Читаем Maia полностью

there's no movin' by day. We went by the stars. That was one of the tricks Zai had taught himself that no one before him had ever properly understood. Most people doan' take enough trouble. They think they're goin' in one direction, but really they're goin' in circles, so they die. We were goin' east. You picked a star as it rose and then went on it for a little while before pickin' another one risin' from the same place. Whatever star we were goin' on, one or other of us watched it all the time-never took his eyes off it. You might not be able to pick it out again, you see. As soon as daylight began to show at all, Zai used to stop us. We had to make a thorn fire and cook (while we had anythin' left to cook, that was) and then be in shelter before the sun hit us.

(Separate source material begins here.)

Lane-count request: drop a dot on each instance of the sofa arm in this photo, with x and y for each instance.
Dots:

"Sometimes there might be natural shelter from the sun- a cave, or a dry cleft-tibas, they call them. Sometimes, banzi, we used to hold our water for hours, and then piss on skins, wrap up in them and bury ourselves in the sand. Anythin' to keep moisture in the body.

"That was Zai's other trick-he'd found out how to spot water. There are a few-a very few-holes and wells out there, and those you can spot by the scrub-by the plants; and sometimes by birds. But then-and this was the trick- there are patches of water-or sometimes just patches of moisture-underground: and those you have to tell by insects, or by huntin' with a forked stick in your two hands. That's a kind of witchcraft, though-I can't explain. There were times when we had to scoop up mud and suck it. And I never complained, not once.

"I doan' know how far we went every night. Usually about ten miles, I should guess. The ground-it's soft goin', but it's very difficult and slow. Zai used to mark the days on a notched stick. We crossed the Govig in fifty-five days; quicker than either of his other two crossin's. He'd learned the tricks, you see, and learned the way, too. Some of the places we came to he recognized. And he was always cheerful: he kept us all in heart. I knew he'd get us through. I suffered-oh, yes!-and often I was frightened half crazy- the drums!-but I never once thought really I was goin' to die. Not with Zai there."

"The drums?" said Maia.

"You hear things that aren't real, banzi, and sometimes you even see things that aren't real. I've lain petrified with fear and listened to the drums; and not by night, either-

in broad, still daylight. There's a power out there that wants to kill you-doesn' want you to cross the Govig- and we'd challenged that power. It was Kantza-Merada that saved us. I saw her once, walkin' in a great, whirlin' column of sand, taller than the Red Tower in Tedzhek, and that was the most frightenin' thing of all. Only her face was turned away; else we'd all have died, Zai said.

"When we came out of the Govig we were nothin' but skin and bone, and there were only four of us. One of the men, M'Tesu, had been stung by a kreptoor in his blanket. You have to shake your blankets, always, and he'd forgotten; just once. That was enough.

"Where we came out, it's hardly twenty miles to Herl-Belishba from the edge of the desert. Zai had friends in Herl-people who'd helped him when he came before. They were timber merchants. We stayed with them until we'd got our strength back, and they gave us clothes, too. They weren't new clothes, but at least they weren't in tatters, like ours. And of course they were the sort of clothes people wear here. Made us look less conspicuous, black or no. Zai promised to pay them in Beklan money on the way back. They trusted him, you see.

"And then we went up to Bekla. It's six days' journey, and half-way you have to cross the Zhairgen on the Renda-Narboi-the Bridge of Islands. The Zhairgen's all of a hundred and fifty yards wide at the Renda-Narboi.

"But when we got to Bekla, banzi, we found the city full of fear-fear and uncertainty. There was civil war. No one knew who the rulers were from one day to the next, and there was no countin' on law and order. That was the Leopard revolution-we'd walked right into the middle of it: Fornis, Kembri and the others; those that set up Du-rakkon.

"Zai went straight to the big house of Senda-na-Say in the upper city, but we never saw Senda-na-Say. They told us he'd gone east, into Tonilda. His steward told us we were welcome to stay in the servants' quarters until things were quieter and Lord Senda-na-Say had time to spare for us. He said things would get better soon; but they never did.

"There was no open fightin' in the city-only murder behind closed doors: and no one knew who was still alive from day to day, let alone who was in power. Zai said it

was the worst possible luck for a trader, and we must just lie low and hope for the best.